A pFASTBac-dual expression vector encoding full-length Ku70/80 and Ku70/80-ΔSAP (composed of Ku70 (residues 1–544) + Ku80 full length) with an N-terminal 6 × His-tag on Ku80 were expressed in Sf9 insect cells. Following expression, Ku70/80 was purified by immobilisation onto Ni-NTA beads and anion exchange chromatography. All purification steps were carried out at 4 °C. Cell pellets were resuspended in Lysis Buffer (20 mM Tris, 150 mM KCl, 850 mM NaCl, 5 mM β-mercaptoethanol (BME), 40 mM Imidazole, 1× protease inhibitor tablet, pH 8.0) and sonicated on ice. The resultant cell lysate was incubated, mixing, with MgCl2 (final concentration 10 mM) and 2 µL Benzonase (25 kU of stock) for 20 min and centrifuged at 18,000 × g for 40 min. The supernatant was incubated with Ni-NTA resin (Takara Bio) previously equilibrated with Lysis Buffer for 1 h, and Ku70/80 was eluted with Elution Buffer (20 mM Tris, 150 mM NaCl, 5 mM BME, 300 mM Imidazole, pH 8.0). The elution fractions were analysed on a 10% SDS-PAGE gel, and those containing Ku70/80 were pooled and dialysed against 2 L Buffer A (20 mM Tris, 50 mM NaCl, 50 mM KCl, 5 mM BME, pH 8.0) overnight at 4 °C. The dialysed sample was applied to a 5 mL HiTrap Q column equilibrated in Buffer A, and Ku70/80 was eluted using a linear gradient of Buffer B from 0–40% (20 mM Tris, 150 mM NaCl, 850 mM KCl, 5 mM BME, pH 8.0). Fractions spanning the 280 nm absorbance peak were analysed on a 10% SDS-PAGE gel, the fractions containing Ku70/80 at a high purity were pooled, concentrated and buffer exchanged into cryo-EM Buffer (20 mM HEPES, 200 mM NaCl, 0.5 mM EDTA, 2 mM MgCl2, 5 mM DTT, pH 7.6) using a 50 kDa molecular weight cut-off (MWCO) centrifugal filler (Pierce) and flash-frozen in liquid nitrogen before being stored at −80 °C for further use.
DNA-PKcs purification
Frozen HeLa Cell Nuclear Extracts were initially dialysed into 5 L Buffer A (20 mM HEPES, 100 mM NaCl, 0.5 mM EDTA, 2 mM MgCl2, 5 mM DTT, 0.2 mM PMSF, 10 complete protease inhibitor cocktail EDTA-free tablets, 10% (vol/vol) glycerol, pH 7.6). DNA-PKcs was isolated using several ion exchange columns: Q Sepharose, HiTrap Heparin, Mono-S and Mono-Q with a NaCl gradient of 0.1–1 M using Buffer B. 4–12% Bis-Tris gels (Invitrogen) were used to confirm the presence and purity of DNA-PKcs. Fractions containing DNA-PKcs were pooled, concentrated, and buffer exchanged into cryo-EM Buffer using a 10 kDa MWCO centrifugal filter (Amicon) and flash-frozen in liquid nitrogen before being stored at −80 °C for further use.

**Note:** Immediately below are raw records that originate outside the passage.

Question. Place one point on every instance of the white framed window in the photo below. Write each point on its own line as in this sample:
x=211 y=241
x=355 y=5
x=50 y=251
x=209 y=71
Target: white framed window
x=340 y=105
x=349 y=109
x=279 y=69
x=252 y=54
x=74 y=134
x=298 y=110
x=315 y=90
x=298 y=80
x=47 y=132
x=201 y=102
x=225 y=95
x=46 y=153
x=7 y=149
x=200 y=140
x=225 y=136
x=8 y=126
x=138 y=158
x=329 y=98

Histone expression and purification
A vector encoding full-length H2A(X)/H2B/H3/H4 were transformed into Rosetta pLysS cells. A single colony was picked and grown in a 2xYT starter culture before being transferred into 1 L 2xYT media and incubated shaking at 37 °C until the OD600nm reached between 0.6 and 0.8. Protein expression was induced with 0.4 mM IPTG and incubated at 37 °C for 4 h, and cells were harvested.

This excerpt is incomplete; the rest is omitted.